Now I have a huge database of french sentences (All under 200 chars) categorised into 1400 clusters. I now need to filter down this dataset to a much smaller dataset of cleaned sentences appropriate for use within the app.

I want to filter things like:

Websites and email addresses

Long strings of the same character, such as Awwwwwwww. Filtering three will discard some roman numerals so four or more is what I chose



In [24]:
import os
import re
import pandas as pd
import constants

In [25]:
filepath = f"../output_files/{constants.language_code}/step2_sentences.csv"

df = pd.read_csv(filepath, delimiter='\t')

In [26]:
df.count()

id          826973
sentence    826973
dtype: int64

In [27]:
# First get all sentences with three or more of the same roman character in a row
# TODO: this needs to include special characters used in each language
df_filtered = df[df['sentence'].str.contains(r'([a-z])\1\1\1', regex=True, na=False, case=False)]

  df_filtered = df[df['sentence'].str.contains(r'([a-z])\1\1\1', regex=True, na=False, case=False)]


In [28]:
df_filtered.count()

id          95
sentence    95
dtype: int64

In [29]:
df_filtered.head()

Unnamed: 0,id,sentence
2731,3338,"Cher M XXXXXX, CANALSAT lance aujourd'hui une ..."
3424,4178,Rougui est passé par là: il a fait un gros tra...
16987,20460,ZZZzzz C'est vraiment le dernier?
22584,27182,"Attention : ""La BCD"" nécessite que le format d..."
28052,33661,Mon espérence sur ce peut-être nouveau zelda s...


In [30]:
# Remove these from the dataset
df = df[~df['sentence'].str.contains(r'([a-z])\1\1\1', regex=True, na=False, case=False)]

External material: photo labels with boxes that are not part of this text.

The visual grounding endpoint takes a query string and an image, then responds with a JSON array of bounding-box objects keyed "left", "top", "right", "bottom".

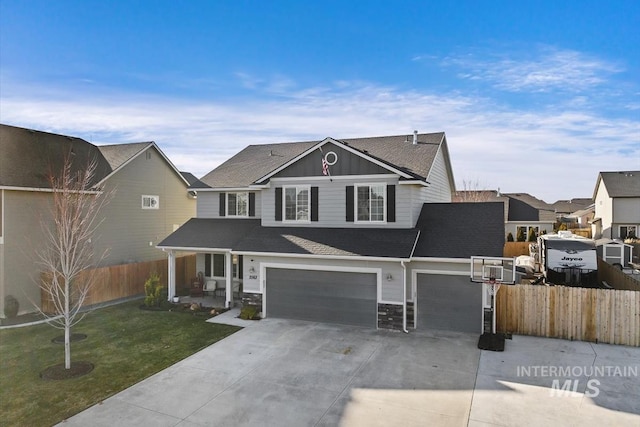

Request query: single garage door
[
  {"left": 266, "top": 268, "right": 378, "bottom": 328},
  {"left": 417, "top": 274, "right": 482, "bottom": 333}
]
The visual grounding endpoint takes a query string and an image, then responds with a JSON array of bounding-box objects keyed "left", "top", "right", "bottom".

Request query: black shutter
[
  {"left": 345, "top": 185, "right": 353, "bottom": 222},
  {"left": 387, "top": 185, "right": 396, "bottom": 222},
  {"left": 276, "top": 187, "right": 282, "bottom": 221},
  {"left": 220, "top": 193, "right": 227, "bottom": 216},
  {"left": 204, "top": 254, "right": 211, "bottom": 277},
  {"left": 311, "top": 187, "right": 318, "bottom": 221},
  {"left": 249, "top": 193, "right": 256, "bottom": 216}
]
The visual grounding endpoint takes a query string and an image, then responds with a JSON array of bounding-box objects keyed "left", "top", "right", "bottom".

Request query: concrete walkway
[{"left": 57, "top": 311, "right": 640, "bottom": 427}]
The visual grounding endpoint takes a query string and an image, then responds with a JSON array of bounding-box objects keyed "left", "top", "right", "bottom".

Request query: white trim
[
  {"left": 255, "top": 138, "right": 414, "bottom": 183},
  {"left": 282, "top": 184, "right": 311, "bottom": 224},
  {"left": 0, "top": 185, "right": 102, "bottom": 194},
  {"left": 224, "top": 191, "right": 249, "bottom": 218},
  {"left": 270, "top": 174, "right": 398, "bottom": 184},
  {"left": 353, "top": 182, "right": 388, "bottom": 224},
  {"left": 232, "top": 248, "right": 411, "bottom": 262}
]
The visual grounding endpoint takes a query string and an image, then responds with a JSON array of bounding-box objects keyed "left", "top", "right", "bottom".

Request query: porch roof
[
  {"left": 158, "top": 218, "right": 419, "bottom": 259},
  {"left": 158, "top": 218, "right": 260, "bottom": 250},
  {"left": 234, "top": 227, "right": 419, "bottom": 259}
]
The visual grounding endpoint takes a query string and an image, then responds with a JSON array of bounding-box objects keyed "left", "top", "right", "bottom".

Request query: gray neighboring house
[
  {"left": 454, "top": 190, "right": 556, "bottom": 240},
  {"left": 158, "top": 133, "right": 504, "bottom": 332},
  {"left": 591, "top": 171, "right": 640, "bottom": 239},
  {"left": 0, "top": 125, "right": 196, "bottom": 317}
]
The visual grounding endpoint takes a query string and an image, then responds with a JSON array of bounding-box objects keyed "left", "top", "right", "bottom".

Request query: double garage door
[
  {"left": 266, "top": 268, "right": 378, "bottom": 328},
  {"left": 416, "top": 274, "right": 482, "bottom": 333}
]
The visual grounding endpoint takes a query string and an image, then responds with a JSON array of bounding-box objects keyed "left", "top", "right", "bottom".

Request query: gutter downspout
[{"left": 400, "top": 261, "right": 409, "bottom": 334}]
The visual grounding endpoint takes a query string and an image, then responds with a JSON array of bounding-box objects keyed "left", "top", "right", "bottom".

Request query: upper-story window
[
  {"left": 227, "top": 192, "right": 249, "bottom": 216},
  {"left": 283, "top": 186, "right": 311, "bottom": 221},
  {"left": 142, "top": 195, "right": 160, "bottom": 209},
  {"left": 620, "top": 225, "right": 638, "bottom": 239},
  {"left": 356, "top": 184, "right": 386, "bottom": 222}
]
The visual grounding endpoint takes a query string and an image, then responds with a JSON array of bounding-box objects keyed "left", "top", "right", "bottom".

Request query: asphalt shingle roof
[
  {"left": 0, "top": 125, "right": 112, "bottom": 188},
  {"left": 200, "top": 132, "right": 444, "bottom": 188},
  {"left": 158, "top": 218, "right": 418, "bottom": 258},
  {"left": 414, "top": 202, "right": 505, "bottom": 258},
  {"left": 596, "top": 171, "right": 640, "bottom": 197}
]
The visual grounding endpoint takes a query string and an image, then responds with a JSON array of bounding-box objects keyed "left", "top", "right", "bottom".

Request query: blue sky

  df = df[~df['sentence'].str.contains(r'([a-z])\1\1\1', regex=True, na=False, case=False)]


In [31]:
# Remove web addresses and emails
df = df[~df['sentence'].str.contains(r'www\.|@|http://|\\\\|//', regex=True, na=False)]

In [32]:
df.count()

id          825083
sentence    825083
dtype: int64

In [33]:
# Apart from anticonstitutionnellement and a few others, there are effectively no words over 20 letters in french, so any sentences with a string of characters longer than this should probably be removed.
# This doesn't account for hyphens and apostrophes but words this long might cause wrapping issues in the app anyway.
# 19

regex = {
    'fr': r'\b\w{20,}\b',
    'de': r'\b\w{40,}\b' # Longest commonly-used word in german seems to be around 40 characters
}[constants.language_code]

df = df[~df['sentence'].str.contains(regex, regex=True, na=False)]

In [34]:
# Remove any grammatical weirdness
"""
..
''
""
--
=
>
<
??
((
))
#
+++
^
|
$$
££
€€
¥¥
%%
&&
*
!!
~
;
:
¬
"""

strings_to_remove = ['\.\.', '\.\.', "''", '""', '--', '=',
    '>', '<', '\?\?', '\(\(', '\)\)', '#', '\+\+\+', '\^',
    '\|', '\$\$', '££', '€€', '¥¥', '%%', '&&', '\*', '!!',
    '~', ';', ':', '¬', '`']

# Create the regex pattern
regex = '|'.join(strings_to_remove)

df = df[~df['sentence'].str.contains(fr'{regex}', regex=True, na=False)]

In [35]:
df.count()

id          737905
sentence    737905
dtype: int64

In [36]:
# Remove any sentences that contain three or more unique strings of numbers. This is fairly
# restrictive but the dataset is large so I can afford to be picky

def count_numbers(sentence):
    return len(re.findall(r'\b\d+\b', sentence))

# Apply the function to the 'sentence' column
df['number_count'] = df['sentence'].apply(count_numbers)

# Remove rows where 'number_count' is three or more
df = df[df['number_count'] < 3]

# Optionally, remove the 'number_count' column
df = df.drop(columns=['number_count'])

In [37]:
df.count()

id          698449
sentence    698449
dtype: int64

In [38]:
# Remove any sentences that don't start with an allowed roman character

# Define the list of allowed starting characters
allowed_chars = {
    'fr': '[a-zA-ZéèêëÉÈÊËàâäÀÂÄôöÔÖûüÛÜçÇîÎïÏ]',
    'de': '[a-zA-ZäöüÄÖÜß]'
    }

pattern = f'^[^{allowed_chars}]'

# Use pattern to remove sentences that don't start with the allowed characters
sentences = ["Your sentences go here."]
clean_sentences = [sentence for sentence in sentences if not re.match(pattern, sentence)]

In [39]:
# Remove any sentences where there's an uneven number of quotation marks

# Define the quotation marks
quotation_marks = [
    "'", '"', '`', '«', '»', '‘', '’', '“', '”', '„', '‚', '「',
    '」', '『', '』', '《', '》', '〈', '〉', '‚', '‛', '„', '‟',
    '‘', '’', '“', '”', '‹', '›', '«', '»', '｢', '｣', '｡', '｠',
    '｟', '｠', '′', '″'
    ]

def has_uneven_quotation_marks(sentence):
    for mark in quotation_marks:
        if sentence.count(mark) % 2 != 0:
            return True
    return False

df = df[~df['sentence'].apply(has_uneven_quotation_marks)]


In [40]:
# Remove id column and save dataframes as csv
df.to_csv(f"../output_files/{constants.language_code}/step3_sentences.csv", sep='\t', index=False)